Imagine the offspring resultant from a drunken one-night-stand between a Sidekick/Hiptop and an iPhone. That pretty much describes the G1; it is fully touch-enabled and has a wealth of downloadable applications ala iPhone, but boasts the flip-out keyboard and actual navigation buttons which are the hallmark of a Sidekick for those times you don’t feel like looking like a total tool rubbing your fingers all over your phone.
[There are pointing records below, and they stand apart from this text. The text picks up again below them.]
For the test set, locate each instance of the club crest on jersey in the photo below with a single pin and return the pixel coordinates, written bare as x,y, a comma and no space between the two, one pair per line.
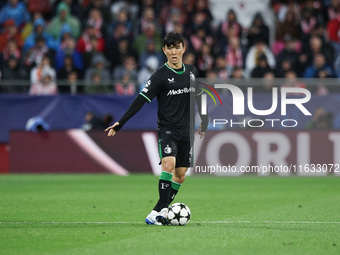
145,89
167,149
192,76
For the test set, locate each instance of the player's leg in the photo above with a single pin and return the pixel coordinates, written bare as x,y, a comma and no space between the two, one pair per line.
165,182
183,162
177,180
167,153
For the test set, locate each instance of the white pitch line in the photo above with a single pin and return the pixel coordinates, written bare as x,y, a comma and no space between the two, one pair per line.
197,222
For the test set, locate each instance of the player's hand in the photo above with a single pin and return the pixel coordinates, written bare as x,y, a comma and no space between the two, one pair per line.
200,132
111,129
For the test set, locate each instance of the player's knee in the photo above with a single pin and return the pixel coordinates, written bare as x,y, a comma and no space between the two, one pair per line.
168,167
181,178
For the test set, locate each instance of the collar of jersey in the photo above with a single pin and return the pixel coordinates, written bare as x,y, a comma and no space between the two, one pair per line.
180,72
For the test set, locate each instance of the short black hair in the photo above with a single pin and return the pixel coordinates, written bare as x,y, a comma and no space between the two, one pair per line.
173,38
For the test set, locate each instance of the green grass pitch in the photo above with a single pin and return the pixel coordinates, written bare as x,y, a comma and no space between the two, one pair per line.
104,214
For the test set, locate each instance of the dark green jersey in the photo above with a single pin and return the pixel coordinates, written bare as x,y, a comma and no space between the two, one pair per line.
172,89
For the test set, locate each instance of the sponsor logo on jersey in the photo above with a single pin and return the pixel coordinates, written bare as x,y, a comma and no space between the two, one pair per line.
145,89
167,149
174,92
192,76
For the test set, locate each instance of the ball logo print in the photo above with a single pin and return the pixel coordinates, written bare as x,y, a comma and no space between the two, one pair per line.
192,76
167,149
179,214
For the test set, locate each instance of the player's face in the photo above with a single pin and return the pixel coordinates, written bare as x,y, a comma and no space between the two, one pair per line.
174,54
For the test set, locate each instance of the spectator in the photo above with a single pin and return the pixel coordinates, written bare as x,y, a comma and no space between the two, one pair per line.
172,21
72,82
174,4
319,68
148,34
28,28
234,54
129,66
84,42
121,20
290,54
123,50
268,83
237,73
205,59
201,6
89,55
230,22
63,17
97,85
10,33
292,81
46,85
150,52
126,86
333,10
252,58
189,58
289,6
148,17
221,67
282,68
98,66
13,71
129,5
315,46
69,49
68,68
200,37
72,4
113,38
151,65
286,31
14,10
258,31
308,22
36,72
99,5
97,21
200,22
35,54
262,67
39,31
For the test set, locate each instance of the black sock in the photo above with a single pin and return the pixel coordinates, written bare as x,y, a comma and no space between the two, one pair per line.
173,193
164,189
174,189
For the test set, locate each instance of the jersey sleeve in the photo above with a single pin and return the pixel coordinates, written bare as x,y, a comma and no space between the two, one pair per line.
152,87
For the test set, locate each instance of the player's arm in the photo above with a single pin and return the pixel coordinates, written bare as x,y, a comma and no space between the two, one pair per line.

Best yet, you don’t need to deal with any of the iTunes bullcrap that every iPhone owner has to admit to disliking dealing with. If you want to put mp3s (or oggs, w00t!) on it, you simply plug a NORMAL USB CABLE into it and it shows up as a removable drive. Copy your music over and you’re good to go. Same with photos and videos. Software updates come automatically over the air, so no dealing with the endless cycle of backing up and restoring when iTunes makes a mess of things. (Or, if you’re a nerd like me, you can manually download the firmware update and apply it yourself.)
Unlike with iPhone, users can install applications that modify very nearly any aspect of the device, and are not at the whims of Apple as to whether the app will be “allowed” or not. For instance: I have an app installed that can turn on and off features when certain criteria are met. When the GPS finds that I’ve arrived at home, it automatically enables wifi. When I leave it turns it off again to preserve battery. If my battery drops below a certain point I’ve got it set to turn off GPS as well to further save battery. Try doing that with iPhone :).
Want to set an mp3, m4a or ogg file as a ringtone? No problem, support for that is built in.
All-in-all, Android has far exceeded my expectations, and is quite the anti-iPhone platform that I’d envisioned. I highly recommend it.